Rock, ou a religião que se perdeu
[No Destak]
Vai-se um R.E.M., vem um Rock in Rio, e a certeza de que envelheci se aguça. Ir a um festival parece-me hoje sacrifício enorme – que há dez anos, tirava-se de letra. E a verdade é que cada vez menos bandas novas me tocam.
Outro dia, confessei minha falta de entusiasmo com as bandas novas a amigos que celebravam o novo momento. Para eles, finalmente o rock estava livre do culto ao rockstar; temos obras cada vez mais “abertas”e assim não somos obrigados a levar 10 canções para ouvir a única de que gostamos (é só baixá-la). E ainda se pode escolher como ouvi-las: citavam-me o último do Radiohead, que diziam ser ainda melhor na encarnação remixada. Calei-me: nunca me vi prisioneiro de rockstar, nem achava que uma obra “fechada” fosse um mal em si. Havia, sim, discos ruins e discos bons.

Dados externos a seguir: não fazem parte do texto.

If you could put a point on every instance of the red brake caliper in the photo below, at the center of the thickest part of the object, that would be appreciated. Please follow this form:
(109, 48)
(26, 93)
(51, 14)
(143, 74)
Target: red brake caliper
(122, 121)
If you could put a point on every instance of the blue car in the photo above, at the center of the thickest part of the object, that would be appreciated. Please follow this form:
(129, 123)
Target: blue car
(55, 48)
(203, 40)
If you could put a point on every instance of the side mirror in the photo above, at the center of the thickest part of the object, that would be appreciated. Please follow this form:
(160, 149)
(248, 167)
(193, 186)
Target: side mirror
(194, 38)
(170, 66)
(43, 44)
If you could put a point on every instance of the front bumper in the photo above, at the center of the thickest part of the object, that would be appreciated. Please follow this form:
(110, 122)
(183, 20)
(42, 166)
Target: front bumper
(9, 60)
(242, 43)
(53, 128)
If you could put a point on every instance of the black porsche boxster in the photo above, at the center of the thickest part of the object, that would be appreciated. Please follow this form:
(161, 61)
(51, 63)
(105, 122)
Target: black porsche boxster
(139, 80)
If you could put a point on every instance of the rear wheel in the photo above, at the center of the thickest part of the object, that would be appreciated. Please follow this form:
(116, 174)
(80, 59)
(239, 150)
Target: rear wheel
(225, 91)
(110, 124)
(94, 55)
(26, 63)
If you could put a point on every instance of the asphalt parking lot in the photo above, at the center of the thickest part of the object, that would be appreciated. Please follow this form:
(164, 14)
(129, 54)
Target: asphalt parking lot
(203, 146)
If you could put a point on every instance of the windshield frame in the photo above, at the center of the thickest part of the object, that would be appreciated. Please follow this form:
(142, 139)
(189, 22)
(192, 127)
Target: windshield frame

Sinto falta de quando o rock, em qualquer língua, tinha mais a dizer. Não exatamente uma mensagem cantada, mas uma postura contestadora de qualquer coisa. Via no rock uma estranha forma de arte, apoiada no trio gravação-show-vida. Por vida, entenda-se tudo que fosse captado pela mídia: declarações, protestos, escândalos, tudo contribuía para reforçar ou até negar a obra. Eles viviam mais intensamente que nós, e isso era também uma forma de arte poderosa – que nos alterava a alma.
Hoje, as bandas não contestam. Ao contrário, elas endossam a vida como ela já está, além de algumas marcas. Propõem quase nada além de dançar. Nada errado em si, mas é como se o rock tivesse selado um pacto de não-agressão com o mundo – e o rock sempre foi perigoso, em qualquer década. Será que o surgimento da internet decretou o fim do tédio, o inimigo comum que o rock sempre enfrentou? Se sempre temos com o que nos distrairmos assim que nos conectamos, contestar já era. Não há mais inimigos, e lugar de sonhar é na cama.
Ser legal não era suficiente para uma banda quando havia gravadoras. Triste é ver que a facilidade de produzir e divulgar rock não promoveu ambições autorais, ou vontade de dar ao público em doses generosas o fascínio dos velhos concertos de rock, que injetavam endorfina. O que tenho visto, salvo raras exceções, são grupos cool , atrás de um ou outro “hit”. Os heróis e os mitos da religião que se perdeu deram lugar a pessoas a quem não precisamos gastar muito de nossas atenções. Elas fazem shows porque gostam; afinal, se fosse apenas um disco tocando, o impacto em nossas vidas seria rigorosamente o mesmo.